Y si presumir antes los hombres es pretencioso, cuánto más si queremos hacerlo ante Dios. La auténtica grandeza no necesita ser presuntuosa. Antes bien, la ostentación de las propias cualidades demuestra una gran necesidad de reconocimiento externo, es decir, de inseguridad en sí mismo. Tanto más inapropiado es cualquier alarde delante de Dios, que no puede sino reírse de nuestra infantil pretensión. Presentar méritos ante Dios, significa o elevarnos a nosotros o rebajar a Dios de su condición. Lo que hacemos bien no lo escondemos ante Dios, sino que lo exponemos con agradecimiento y humilde aceptación. No hay que negar lo bueno que hacemos, sino, sencillamente reconocerlo como acción de Dios en nosotros, para gloria suya.
En segundo lugar, despreciar a los demás, porque me creo mejor, ofende profundamente a Dios, porque Él nos ama a todos y se compadece del pecador arrepentido. Como en el caso de la parábola, justamente el publicano -al que el fariseo menosprecia- es el que acaba siendo reconocido por su sinceridad y deseo de conversión. El que se tenía por bueno, recibe una dura corrección por parte de Jesús, por ese doble pecado: creerse bueno por sí mismo y rechazar a los demás juzgándolos y minimizándolos.
Dicho de manera positiva, estamos llamados a presentarnos tanto ante Dios como ante los hombres, con humildad y sencillez, sin negar nuestras capacidades, pero sin alardear de ellas, porque en el fondo, son un don de Dios para ponerlas al servicio de los demás.
Y en cuanto a los demás, evitar todo desprecio de los otros, porque aunque sea cierto el error del otro, no por ello su dignidad puede ser olvidada. Si otros actúan mal la actitud de Jesucristo no es “romper la caña quebrada”, sino sostenerla y enderezarla, porque la alegría divina no es la muerte del pecador, sino que se convierta y viva.
Llevado esto a nuestra vida diaria, miremos a los demás no con permisividad, pero sí con comprensión.
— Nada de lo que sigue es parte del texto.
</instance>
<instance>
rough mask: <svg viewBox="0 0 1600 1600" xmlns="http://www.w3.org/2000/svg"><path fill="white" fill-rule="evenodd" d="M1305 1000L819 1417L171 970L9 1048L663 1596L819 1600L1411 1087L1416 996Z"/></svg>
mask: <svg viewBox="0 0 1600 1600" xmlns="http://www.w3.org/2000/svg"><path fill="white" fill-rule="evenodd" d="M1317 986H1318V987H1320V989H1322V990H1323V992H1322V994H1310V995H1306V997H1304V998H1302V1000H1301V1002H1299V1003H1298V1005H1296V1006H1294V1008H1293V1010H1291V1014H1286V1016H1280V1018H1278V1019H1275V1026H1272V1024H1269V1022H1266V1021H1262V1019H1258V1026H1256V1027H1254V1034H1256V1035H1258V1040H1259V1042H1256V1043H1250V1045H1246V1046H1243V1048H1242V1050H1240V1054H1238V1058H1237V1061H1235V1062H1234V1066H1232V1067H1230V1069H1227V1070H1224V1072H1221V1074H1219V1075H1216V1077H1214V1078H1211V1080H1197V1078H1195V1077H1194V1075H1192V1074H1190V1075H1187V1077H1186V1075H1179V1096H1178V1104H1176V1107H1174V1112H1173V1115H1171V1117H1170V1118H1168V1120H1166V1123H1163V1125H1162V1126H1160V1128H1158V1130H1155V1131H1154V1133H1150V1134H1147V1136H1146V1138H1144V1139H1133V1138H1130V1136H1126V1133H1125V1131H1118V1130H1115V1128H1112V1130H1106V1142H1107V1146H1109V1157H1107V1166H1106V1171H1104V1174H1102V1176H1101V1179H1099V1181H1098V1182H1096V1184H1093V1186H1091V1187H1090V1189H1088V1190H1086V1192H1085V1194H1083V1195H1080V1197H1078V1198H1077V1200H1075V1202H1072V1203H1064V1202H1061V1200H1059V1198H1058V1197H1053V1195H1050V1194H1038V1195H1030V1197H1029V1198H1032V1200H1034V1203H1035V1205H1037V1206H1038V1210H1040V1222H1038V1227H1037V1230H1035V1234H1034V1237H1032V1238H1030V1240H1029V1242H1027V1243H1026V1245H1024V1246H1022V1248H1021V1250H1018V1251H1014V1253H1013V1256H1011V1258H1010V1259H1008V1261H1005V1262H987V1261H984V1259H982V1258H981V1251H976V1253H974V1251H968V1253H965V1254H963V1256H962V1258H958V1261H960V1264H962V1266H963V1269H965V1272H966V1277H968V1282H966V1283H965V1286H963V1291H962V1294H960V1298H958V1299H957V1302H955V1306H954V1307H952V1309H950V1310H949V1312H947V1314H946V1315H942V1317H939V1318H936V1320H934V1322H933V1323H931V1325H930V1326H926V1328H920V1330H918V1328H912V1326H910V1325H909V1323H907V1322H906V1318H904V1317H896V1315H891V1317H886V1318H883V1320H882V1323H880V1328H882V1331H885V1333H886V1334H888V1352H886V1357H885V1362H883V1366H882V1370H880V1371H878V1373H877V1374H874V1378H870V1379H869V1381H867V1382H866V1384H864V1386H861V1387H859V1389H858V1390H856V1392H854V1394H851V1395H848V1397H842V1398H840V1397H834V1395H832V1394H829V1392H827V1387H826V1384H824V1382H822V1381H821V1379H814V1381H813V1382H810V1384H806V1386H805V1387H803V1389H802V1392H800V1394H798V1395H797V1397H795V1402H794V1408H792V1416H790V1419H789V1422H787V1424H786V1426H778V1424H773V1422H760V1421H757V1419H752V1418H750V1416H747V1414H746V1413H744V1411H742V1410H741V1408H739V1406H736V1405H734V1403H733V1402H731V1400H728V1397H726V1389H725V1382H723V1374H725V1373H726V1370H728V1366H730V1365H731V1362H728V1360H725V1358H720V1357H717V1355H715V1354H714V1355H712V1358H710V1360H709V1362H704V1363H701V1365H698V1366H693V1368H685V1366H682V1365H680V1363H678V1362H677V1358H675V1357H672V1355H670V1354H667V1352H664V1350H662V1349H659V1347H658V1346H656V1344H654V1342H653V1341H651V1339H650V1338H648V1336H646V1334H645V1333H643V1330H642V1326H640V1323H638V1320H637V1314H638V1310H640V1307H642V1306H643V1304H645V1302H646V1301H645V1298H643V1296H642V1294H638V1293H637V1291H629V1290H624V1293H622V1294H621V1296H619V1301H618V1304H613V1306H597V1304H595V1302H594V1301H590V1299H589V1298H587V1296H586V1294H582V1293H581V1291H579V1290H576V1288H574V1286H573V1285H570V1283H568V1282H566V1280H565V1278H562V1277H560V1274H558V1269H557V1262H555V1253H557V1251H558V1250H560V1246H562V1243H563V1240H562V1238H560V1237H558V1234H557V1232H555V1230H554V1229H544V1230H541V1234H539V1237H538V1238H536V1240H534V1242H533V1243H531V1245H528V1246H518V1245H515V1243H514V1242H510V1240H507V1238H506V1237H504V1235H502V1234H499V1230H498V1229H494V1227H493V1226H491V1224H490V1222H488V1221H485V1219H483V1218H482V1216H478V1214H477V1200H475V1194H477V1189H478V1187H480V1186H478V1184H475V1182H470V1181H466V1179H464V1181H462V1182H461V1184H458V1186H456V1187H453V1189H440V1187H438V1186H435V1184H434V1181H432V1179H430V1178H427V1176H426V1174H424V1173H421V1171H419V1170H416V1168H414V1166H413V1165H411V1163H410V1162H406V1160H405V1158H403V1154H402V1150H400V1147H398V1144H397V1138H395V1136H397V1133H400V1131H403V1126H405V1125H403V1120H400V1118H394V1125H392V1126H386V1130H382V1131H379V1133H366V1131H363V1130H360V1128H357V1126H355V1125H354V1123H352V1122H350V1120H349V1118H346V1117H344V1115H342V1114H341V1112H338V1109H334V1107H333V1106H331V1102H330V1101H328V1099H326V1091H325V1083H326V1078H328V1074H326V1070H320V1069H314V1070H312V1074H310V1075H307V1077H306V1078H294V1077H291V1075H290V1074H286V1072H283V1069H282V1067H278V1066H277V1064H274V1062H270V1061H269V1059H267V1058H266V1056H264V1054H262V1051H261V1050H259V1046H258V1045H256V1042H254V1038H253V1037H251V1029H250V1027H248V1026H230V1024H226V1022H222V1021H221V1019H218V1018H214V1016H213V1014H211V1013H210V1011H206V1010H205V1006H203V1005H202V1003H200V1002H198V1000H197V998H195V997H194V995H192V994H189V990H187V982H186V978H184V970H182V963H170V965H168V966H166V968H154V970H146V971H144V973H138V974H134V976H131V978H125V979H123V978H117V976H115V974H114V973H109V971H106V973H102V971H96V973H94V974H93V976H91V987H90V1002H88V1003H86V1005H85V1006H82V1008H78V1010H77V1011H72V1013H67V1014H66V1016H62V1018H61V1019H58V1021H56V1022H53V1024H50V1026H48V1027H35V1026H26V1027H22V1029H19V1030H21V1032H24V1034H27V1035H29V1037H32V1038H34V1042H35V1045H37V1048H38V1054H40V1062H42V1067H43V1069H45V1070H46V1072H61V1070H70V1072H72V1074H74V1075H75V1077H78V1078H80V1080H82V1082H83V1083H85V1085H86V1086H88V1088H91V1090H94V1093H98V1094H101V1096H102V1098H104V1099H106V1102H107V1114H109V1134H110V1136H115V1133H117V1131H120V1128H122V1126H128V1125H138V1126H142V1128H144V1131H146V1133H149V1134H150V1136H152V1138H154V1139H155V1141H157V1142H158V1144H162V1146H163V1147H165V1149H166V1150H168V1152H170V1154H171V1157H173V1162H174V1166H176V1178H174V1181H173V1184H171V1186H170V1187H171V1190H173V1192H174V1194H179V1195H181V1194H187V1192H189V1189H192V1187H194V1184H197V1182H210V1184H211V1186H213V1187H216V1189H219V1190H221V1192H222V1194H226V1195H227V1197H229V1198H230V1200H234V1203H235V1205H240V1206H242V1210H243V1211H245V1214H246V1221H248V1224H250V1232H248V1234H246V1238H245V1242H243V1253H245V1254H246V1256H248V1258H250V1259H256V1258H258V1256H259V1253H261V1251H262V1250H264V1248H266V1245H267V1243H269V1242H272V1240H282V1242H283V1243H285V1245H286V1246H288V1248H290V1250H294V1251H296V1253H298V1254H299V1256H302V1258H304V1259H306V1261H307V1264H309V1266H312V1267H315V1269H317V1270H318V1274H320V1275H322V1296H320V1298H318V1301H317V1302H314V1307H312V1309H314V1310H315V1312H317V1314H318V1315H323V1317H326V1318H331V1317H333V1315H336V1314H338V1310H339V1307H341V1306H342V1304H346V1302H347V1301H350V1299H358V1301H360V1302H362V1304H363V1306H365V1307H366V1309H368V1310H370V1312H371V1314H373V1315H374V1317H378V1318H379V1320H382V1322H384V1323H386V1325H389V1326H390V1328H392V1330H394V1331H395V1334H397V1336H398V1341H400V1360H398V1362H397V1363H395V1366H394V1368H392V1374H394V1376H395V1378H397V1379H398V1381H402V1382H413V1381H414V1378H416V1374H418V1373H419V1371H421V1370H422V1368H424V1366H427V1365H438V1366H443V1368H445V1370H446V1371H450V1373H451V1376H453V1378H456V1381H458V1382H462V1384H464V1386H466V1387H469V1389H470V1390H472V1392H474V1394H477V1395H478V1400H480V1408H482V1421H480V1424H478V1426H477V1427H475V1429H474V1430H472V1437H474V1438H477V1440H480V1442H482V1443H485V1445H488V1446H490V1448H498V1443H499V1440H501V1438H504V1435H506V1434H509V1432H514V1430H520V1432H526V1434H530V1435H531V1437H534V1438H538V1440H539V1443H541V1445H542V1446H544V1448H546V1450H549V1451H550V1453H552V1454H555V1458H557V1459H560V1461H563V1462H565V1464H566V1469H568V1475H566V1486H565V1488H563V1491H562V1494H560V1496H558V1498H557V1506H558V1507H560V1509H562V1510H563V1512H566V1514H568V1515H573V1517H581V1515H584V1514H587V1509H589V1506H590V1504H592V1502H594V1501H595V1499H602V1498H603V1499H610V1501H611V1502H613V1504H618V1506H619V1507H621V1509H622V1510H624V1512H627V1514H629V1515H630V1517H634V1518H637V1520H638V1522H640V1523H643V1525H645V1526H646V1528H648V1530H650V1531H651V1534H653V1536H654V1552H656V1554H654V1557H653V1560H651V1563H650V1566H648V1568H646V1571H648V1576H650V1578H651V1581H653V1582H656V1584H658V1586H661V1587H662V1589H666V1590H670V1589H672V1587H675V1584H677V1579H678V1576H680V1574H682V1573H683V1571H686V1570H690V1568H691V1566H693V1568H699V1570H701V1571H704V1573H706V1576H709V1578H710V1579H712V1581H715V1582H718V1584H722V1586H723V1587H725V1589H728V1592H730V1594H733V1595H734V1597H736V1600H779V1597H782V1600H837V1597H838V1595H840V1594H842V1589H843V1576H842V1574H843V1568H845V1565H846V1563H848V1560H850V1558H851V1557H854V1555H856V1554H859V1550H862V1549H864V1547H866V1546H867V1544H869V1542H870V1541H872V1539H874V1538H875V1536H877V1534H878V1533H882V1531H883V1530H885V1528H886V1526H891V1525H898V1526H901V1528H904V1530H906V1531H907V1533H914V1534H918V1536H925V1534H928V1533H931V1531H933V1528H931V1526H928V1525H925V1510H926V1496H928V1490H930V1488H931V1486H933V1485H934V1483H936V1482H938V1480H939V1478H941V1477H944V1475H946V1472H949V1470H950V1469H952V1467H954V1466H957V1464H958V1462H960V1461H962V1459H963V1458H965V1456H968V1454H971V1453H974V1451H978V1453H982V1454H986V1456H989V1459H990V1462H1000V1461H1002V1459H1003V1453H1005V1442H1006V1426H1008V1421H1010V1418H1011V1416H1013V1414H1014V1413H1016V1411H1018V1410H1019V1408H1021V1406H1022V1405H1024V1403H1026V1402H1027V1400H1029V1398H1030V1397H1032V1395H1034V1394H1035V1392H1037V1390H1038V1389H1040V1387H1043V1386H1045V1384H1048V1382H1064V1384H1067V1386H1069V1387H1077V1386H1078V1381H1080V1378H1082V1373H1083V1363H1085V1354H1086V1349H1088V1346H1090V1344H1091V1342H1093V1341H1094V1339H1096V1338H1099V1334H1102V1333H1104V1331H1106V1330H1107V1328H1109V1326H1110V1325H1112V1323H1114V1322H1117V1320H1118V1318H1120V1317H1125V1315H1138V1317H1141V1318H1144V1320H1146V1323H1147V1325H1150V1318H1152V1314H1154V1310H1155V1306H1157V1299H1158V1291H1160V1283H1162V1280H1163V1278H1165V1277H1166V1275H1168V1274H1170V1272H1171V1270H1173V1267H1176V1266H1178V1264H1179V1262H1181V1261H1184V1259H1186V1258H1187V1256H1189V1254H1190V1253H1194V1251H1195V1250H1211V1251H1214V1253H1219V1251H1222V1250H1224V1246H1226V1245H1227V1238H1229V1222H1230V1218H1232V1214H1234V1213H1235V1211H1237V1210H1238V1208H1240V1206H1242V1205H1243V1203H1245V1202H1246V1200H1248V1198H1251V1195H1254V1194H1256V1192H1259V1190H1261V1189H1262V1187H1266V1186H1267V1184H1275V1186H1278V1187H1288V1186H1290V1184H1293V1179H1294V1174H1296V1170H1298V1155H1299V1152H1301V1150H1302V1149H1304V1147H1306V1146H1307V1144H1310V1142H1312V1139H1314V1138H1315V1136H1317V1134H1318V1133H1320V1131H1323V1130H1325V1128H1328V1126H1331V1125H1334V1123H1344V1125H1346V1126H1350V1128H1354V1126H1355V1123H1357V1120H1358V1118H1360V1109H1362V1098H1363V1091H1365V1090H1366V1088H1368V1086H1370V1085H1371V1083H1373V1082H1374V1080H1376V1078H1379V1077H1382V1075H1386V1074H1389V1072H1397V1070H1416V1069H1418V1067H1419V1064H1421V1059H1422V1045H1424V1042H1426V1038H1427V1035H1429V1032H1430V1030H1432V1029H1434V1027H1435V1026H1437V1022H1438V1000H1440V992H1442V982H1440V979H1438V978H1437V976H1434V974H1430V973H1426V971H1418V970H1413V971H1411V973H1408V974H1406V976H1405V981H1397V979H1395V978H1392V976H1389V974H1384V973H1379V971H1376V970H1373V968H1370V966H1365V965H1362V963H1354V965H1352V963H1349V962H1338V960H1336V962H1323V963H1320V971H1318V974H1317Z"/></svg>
Porque así es como nos ve Dios a todos con su mirada de bondad y paciencia. Seguramente, cuando lleguemos al cielo nos daremos cuenta de que muchos de los que son olvidados o rechazados por el mundo, allí son los que ocupan los primeros puestos. Cuidado con despreciar a los que Dios más aprecia, es decir, a los pobres, enfermos, ancianos, pecadores arrepentidos. Ellos tienen un lugar en el banquete de Cristo. Que nuestra misa sea un reflejo de la mesa celestial.